Menindaklanjuti hal tersebut, kata dia, sekitar bulan April 2022 telah dilakukan pertemuan di rumah dinas EOSH yang dihadiri oleh HH beserta jajaran dan PT CLM.
Dari hasil pertemuan tersebut tercapai kesepakatan yaitu EOSH siap memberikan konsultasi hukum kepada AHU PT CLM. EOSH menugaskan YAR dan YAM sebagai perwakilannya.
Besaran uang yang disepakati untuk diberikan HH kepada EOSH sekitar Rp 4 miliar.
Selain itu, kata Alex, HH juga mengalami kendala hukum di Bareskrim Polri. Untuk itu, EOSH bersedia dan berjanji proses hukumnya bisa dihentikan melalui SP3 dengan menyerahkan uang sekitar Rp3 miliar.
Menurutnya, HH juga meminta bantuan kepada EOSH selaku Wakil Menteri Hukum dan Hak Asasi Manusia saat itu untuk membantu proses pembukaan blokir hasil Rapat Umum Pemegang Saham (RUPS) PT CLM dan di bawah kewenangan EOSH akhirnya proses pembukaan blokir tersebut selesai. dilakukan.

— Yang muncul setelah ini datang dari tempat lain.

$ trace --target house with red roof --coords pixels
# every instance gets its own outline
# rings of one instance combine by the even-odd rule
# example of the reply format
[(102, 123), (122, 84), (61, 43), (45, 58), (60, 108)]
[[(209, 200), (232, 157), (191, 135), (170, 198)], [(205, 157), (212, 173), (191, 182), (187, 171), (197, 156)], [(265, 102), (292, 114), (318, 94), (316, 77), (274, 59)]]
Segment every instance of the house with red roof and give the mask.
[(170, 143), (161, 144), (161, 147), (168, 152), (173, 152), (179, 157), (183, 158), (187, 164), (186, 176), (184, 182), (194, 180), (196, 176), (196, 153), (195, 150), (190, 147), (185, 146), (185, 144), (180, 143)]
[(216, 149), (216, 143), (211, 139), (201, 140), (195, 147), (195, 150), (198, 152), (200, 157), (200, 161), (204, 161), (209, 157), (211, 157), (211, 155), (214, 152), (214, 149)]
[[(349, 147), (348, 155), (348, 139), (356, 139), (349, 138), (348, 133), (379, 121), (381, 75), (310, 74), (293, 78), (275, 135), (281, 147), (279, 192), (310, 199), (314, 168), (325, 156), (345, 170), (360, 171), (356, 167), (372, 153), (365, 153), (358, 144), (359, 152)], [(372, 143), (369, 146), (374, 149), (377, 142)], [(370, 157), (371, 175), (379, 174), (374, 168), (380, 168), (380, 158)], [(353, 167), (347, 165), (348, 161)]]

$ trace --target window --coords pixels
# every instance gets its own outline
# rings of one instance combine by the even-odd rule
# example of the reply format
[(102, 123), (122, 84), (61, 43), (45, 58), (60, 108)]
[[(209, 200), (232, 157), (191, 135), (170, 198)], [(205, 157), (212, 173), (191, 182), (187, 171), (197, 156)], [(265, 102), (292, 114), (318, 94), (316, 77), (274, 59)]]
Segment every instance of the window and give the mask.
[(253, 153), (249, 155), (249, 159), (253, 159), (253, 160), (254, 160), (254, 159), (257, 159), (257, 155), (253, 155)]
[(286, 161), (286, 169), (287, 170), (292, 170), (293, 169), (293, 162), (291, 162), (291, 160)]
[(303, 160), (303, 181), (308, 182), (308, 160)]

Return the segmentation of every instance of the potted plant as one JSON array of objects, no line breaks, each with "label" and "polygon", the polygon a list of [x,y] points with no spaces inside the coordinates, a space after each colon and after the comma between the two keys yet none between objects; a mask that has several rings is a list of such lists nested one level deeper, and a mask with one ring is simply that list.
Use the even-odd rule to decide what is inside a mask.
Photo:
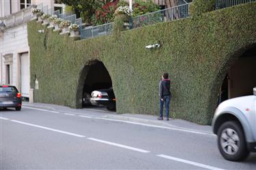
[{"label": "potted plant", "polygon": [[44,21],[44,23],[43,24],[48,24],[49,23],[49,21],[48,20],[48,18],[49,18],[49,17],[51,16],[51,15],[49,14],[44,14],[42,16],[41,16],[41,18]]},{"label": "potted plant", "polygon": [[48,20],[48,21],[50,22],[50,25],[48,27],[48,28],[51,28],[51,27],[54,27],[54,21],[57,18],[57,16],[56,15],[54,15],[54,16],[50,16]]},{"label": "potted plant", "polygon": [[71,24],[68,29],[70,32],[70,37],[75,37],[79,35],[79,25],[76,24]]},{"label": "potted plant", "polygon": [[32,10],[32,13],[33,13],[33,16],[35,16],[35,17],[38,17],[38,14],[39,13],[39,12],[41,12],[41,10],[40,10],[40,9],[38,9],[38,8],[33,8],[33,10]]},{"label": "potted plant", "polygon": [[54,22],[54,30],[57,31],[59,30],[59,24],[61,23],[61,22],[63,21],[62,18],[56,18],[53,22]]},{"label": "potted plant", "polygon": [[123,21],[124,29],[129,29],[129,20],[132,15],[132,10],[128,6],[119,6],[115,12],[116,18]]},{"label": "potted plant", "polygon": [[63,20],[60,23],[59,27],[61,28],[63,33],[69,32],[68,27],[70,27],[70,24],[71,22],[69,20]]},{"label": "potted plant", "polygon": [[36,14],[36,17],[38,18],[38,22],[42,22],[42,16],[43,14],[44,14],[44,12],[40,12]]}]

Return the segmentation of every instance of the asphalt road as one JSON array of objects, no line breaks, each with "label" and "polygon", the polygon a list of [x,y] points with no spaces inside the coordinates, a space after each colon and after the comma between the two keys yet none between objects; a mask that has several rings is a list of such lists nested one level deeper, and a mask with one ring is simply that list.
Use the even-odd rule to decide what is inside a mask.
[{"label": "asphalt road", "polygon": [[111,121],[93,109],[58,109],[0,110],[1,169],[256,169],[255,154],[242,163],[225,160],[211,133]]}]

Baca juga: PN Jakarta Selatan jadwalkan sidang praperadilan mantan Wakil Menteri Hukum dan HAM pekan depan
Ia mengatakan, HH memberikan kembali sekitar Rp 1 miliar untuk kebutuhan pribadi EOSH untuk mencalonkan diri sebagai Ketua Pengurus Pusat Persatuan Tenis Seluruh Indonesia (PP Pelti).
Menurutnya, Komisi Pemberantasan Korupsi (KPK) menggunakan pemberian uang sekitar Rp8 miliar dari HH kepada EOSH melalui YAR dan YAM sebagai bukti awal untuk terus didalami dan didalami hingga dikembangkan.
HH selaku pihak pemberi disangkakan melanggar Pasal 5 ayat (1) huruf a atau b atau Pasal 13 Undang-Undang Nomor 31 Tahun 1999 tentang Pemberantasan Tindak Pidana Korupsi sebagaimana telah diubah dengan UU Nomor 20 Tahun 2001.